Adaptive structures rely on the integration of active elements capable of varying their properties in order to achieve changes in shape and structural response. Particularly interesting is the development of adaptive sandwich panels because this type of construction is broadly used both in primary and secondary load carrying structures (Zenkert, 1995) performing multiple functions, such as thermal or acoustic insulation (Zenkert, 1995), liquid storage (Vinson, 2001), or energy absorption in case of impact (Alavi Nia et al., 2017). Moreover, sandwich panels can host sensors, actuators, and additional electronic components, whose miniaturization has recently opened the door to a new class of adaptive structures, called smart structures, capable of autonomously change shape and modify static and dynamic response to improve the performance or add new functionalities to a large number of industrial products (Chopra and Sirohi, 2013).

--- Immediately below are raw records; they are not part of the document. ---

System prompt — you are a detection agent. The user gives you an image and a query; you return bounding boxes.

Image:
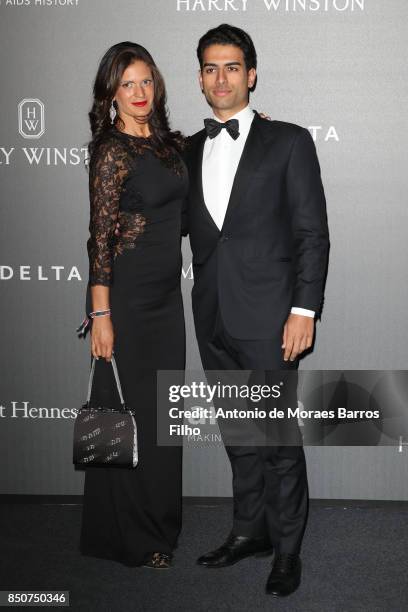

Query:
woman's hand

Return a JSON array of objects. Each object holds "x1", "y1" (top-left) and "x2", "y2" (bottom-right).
[{"x1": 91, "y1": 316, "x2": 114, "y2": 361}]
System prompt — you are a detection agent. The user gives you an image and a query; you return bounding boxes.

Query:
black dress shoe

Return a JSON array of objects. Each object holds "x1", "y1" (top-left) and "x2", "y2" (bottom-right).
[
  {"x1": 197, "y1": 533, "x2": 273, "y2": 567},
  {"x1": 266, "y1": 553, "x2": 302, "y2": 597}
]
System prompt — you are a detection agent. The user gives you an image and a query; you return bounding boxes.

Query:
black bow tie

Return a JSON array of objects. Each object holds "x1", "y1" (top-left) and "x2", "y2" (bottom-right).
[{"x1": 204, "y1": 119, "x2": 239, "y2": 140}]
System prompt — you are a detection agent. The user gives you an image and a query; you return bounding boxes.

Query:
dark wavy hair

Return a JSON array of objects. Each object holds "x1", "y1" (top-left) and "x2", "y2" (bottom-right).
[
  {"x1": 197, "y1": 23, "x2": 257, "y2": 91},
  {"x1": 88, "y1": 41, "x2": 184, "y2": 158}
]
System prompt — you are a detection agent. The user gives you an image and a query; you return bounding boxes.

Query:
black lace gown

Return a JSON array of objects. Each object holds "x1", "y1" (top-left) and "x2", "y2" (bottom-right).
[{"x1": 80, "y1": 128, "x2": 188, "y2": 566}]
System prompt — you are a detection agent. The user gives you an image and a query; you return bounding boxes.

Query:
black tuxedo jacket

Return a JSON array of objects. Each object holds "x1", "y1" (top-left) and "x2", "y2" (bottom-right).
[{"x1": 183, "y1": 113, "x2": 329, "y2": 340}]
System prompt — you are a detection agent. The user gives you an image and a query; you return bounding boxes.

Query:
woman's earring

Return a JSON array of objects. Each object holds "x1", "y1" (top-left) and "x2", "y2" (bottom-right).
[{"x1": 109, "y1": 100, "x2": 116, "y2": 124}]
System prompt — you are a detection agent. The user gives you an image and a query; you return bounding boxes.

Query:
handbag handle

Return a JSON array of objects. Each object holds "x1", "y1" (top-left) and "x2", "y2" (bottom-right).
[{"x1": 86, "y1": 353, "x2": 125, "y2": 410}]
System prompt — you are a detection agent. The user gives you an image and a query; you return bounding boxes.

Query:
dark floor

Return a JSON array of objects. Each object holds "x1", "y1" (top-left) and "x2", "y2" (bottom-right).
[{"x1": 0, "y1": 502, "x2": 408, "y2": 612}]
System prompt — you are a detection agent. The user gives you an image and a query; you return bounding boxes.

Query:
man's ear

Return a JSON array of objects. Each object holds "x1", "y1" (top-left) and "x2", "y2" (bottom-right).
[
  {"x1": 248, "y1": 68, "x2": 256, "y2": 89},
  {"x1": 198, "y1": 68, "x2": 204, "y2": 93}
]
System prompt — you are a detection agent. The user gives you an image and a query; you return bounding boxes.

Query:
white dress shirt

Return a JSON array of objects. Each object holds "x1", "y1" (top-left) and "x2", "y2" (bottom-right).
[{"x1": 202, "y1": 105, "x2": 315, "y2": 317}]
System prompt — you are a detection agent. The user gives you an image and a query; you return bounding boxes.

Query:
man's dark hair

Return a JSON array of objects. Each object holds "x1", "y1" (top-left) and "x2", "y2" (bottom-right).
[{"x1": 197, "y1": 23, "x2": 256, "y2": 70}]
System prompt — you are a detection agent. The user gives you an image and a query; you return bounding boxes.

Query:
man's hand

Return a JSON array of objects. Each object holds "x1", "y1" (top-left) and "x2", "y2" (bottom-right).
[{"x1": 282, "y1": 313, "x2": 314, "y2": 361}]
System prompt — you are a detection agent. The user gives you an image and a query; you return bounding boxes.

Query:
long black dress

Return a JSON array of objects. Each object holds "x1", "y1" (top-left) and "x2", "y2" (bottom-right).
[{"x1": 80, "y1": 127, "x2": 188, "y2": 566}]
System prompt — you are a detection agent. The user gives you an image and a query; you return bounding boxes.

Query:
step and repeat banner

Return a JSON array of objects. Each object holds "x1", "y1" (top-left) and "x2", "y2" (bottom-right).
[{"x1": 0, "y1": 0, "x2": 408, "y2": 500}]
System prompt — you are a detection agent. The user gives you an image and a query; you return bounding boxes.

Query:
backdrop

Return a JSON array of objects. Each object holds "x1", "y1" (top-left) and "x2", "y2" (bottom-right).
[{"x1": 0, "y1": 0, "x2": 408, "y2": 500}]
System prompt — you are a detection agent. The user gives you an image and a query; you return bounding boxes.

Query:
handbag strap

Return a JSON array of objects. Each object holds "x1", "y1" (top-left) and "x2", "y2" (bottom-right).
[{"x1": 86, "y1": 353, "x2": 125, "y2": 408}]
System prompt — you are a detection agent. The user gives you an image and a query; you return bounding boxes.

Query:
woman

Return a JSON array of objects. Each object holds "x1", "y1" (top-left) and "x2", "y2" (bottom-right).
[{"x1": 80, "y1": 42, "x2": 188, "y2": 569}]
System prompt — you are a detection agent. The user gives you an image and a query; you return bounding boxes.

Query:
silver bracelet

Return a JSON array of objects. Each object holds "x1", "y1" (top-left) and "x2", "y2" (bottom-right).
[{"x1": 89, "y1": 308, "x2": 111, "y2": 319}]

Smart materials are functional materials that can directly convert energy from a non-mechanical to a mechanical domain and represent a very promising solution for the realization of multifunctional components that can perform sensing, control, and actuation (Tzou et al., 2004) and, therefore, of smart structures. Unlike conventional actuators, smart materials are characterized by a monolithic design that is not subject to wear, require no lubrication and can be easily integrated into structures without complex mechanisms and bulky power distribution systems (Tzou et al., 1989). Nonetheless, the integration of smart materials in structures implies an increase in the complexity of the system and introduces issues related to non-linear behaviors, manufacturing, and possibility of inspection and re-pairing (Barbarino et al., 2011).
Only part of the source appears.